To construct a Synthetic CDO an underlying reference portfolio of debt securities is first selected. Then CDS are sold (by the Synthetic CDO buyer) against tranches of the underlying portfolio. The Synthetic CDO buyer is usually required to put up capital against their CDS sale with the financial intermediary. This payment is analogous to the investment in the underlying securities in the case of a plain CDO. The periodic insurance payments are then passed through from the Synthetic CDO seller to the Synthetic CDO buyer as if they were interest payments. In the case of defaults on the underlying debt securities, just as in a plain CDO, owners of the lower tranches would lose their capital held with the financial intermediary first, which is transferred to the Synthetic CDO seller. This represents the standard settlement of a CDS in the case of default; the CDS seller transfers the face value of the bond in return for the value of the bond in default.

Hypothetical Application

Say we work for a company which wants to build a Hydroelectric generating station in Brazil. The station will be highly profitable if successful, however if Brazilian electricity prices fall while constructing the station, our company may incur substantial losses. Since this is a sizable investment for our company, this risk may preclude us from making this investment unless we can hedge the risk.

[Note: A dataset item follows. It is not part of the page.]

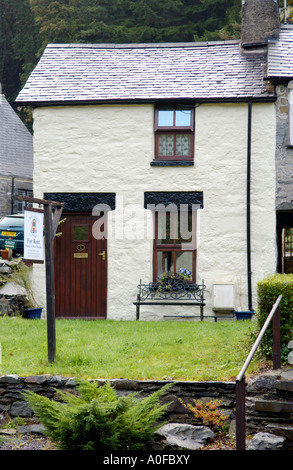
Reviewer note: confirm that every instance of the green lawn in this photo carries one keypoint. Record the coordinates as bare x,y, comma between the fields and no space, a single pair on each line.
127,349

In this case we can hedge our risk by selling a Single-Tranche Synthetic CDO on a portfolio of bonds issued by Brazilian electricity producers. By entering into this Synthetic CDO, if the Brazilian electricity producing industrial sector does well, so will our Hydroelectric station. We therefore earn our expected profit, less our insurance payments. If the industry experiences trouble, we will incur losses on our station, but these losses are mitigated by payments received on our short Synthetic CDO. Note, since this entails us buying CDS on the bonds, without owning them, this is often termed a naked purchase of CDS. This term is not apt, however, because we are hedging our economic interest in the health of the Brazilian electricity producing industry.

Importantly, since this is a Synthetic CDO we don't have to worry about obtaining actual ownership of the underlying bonds. Buying the bonds may be troublesome if Brazilian markets for the bonds are illiquid, causing high transaction costs.



The settlement of a CDS can be complicated if there are many CDS written on a particular security. Then, usually, an auction is held to determine the value of the defaulted security so settlement may be done in cash instead of transferring ownership of the defaulted bond.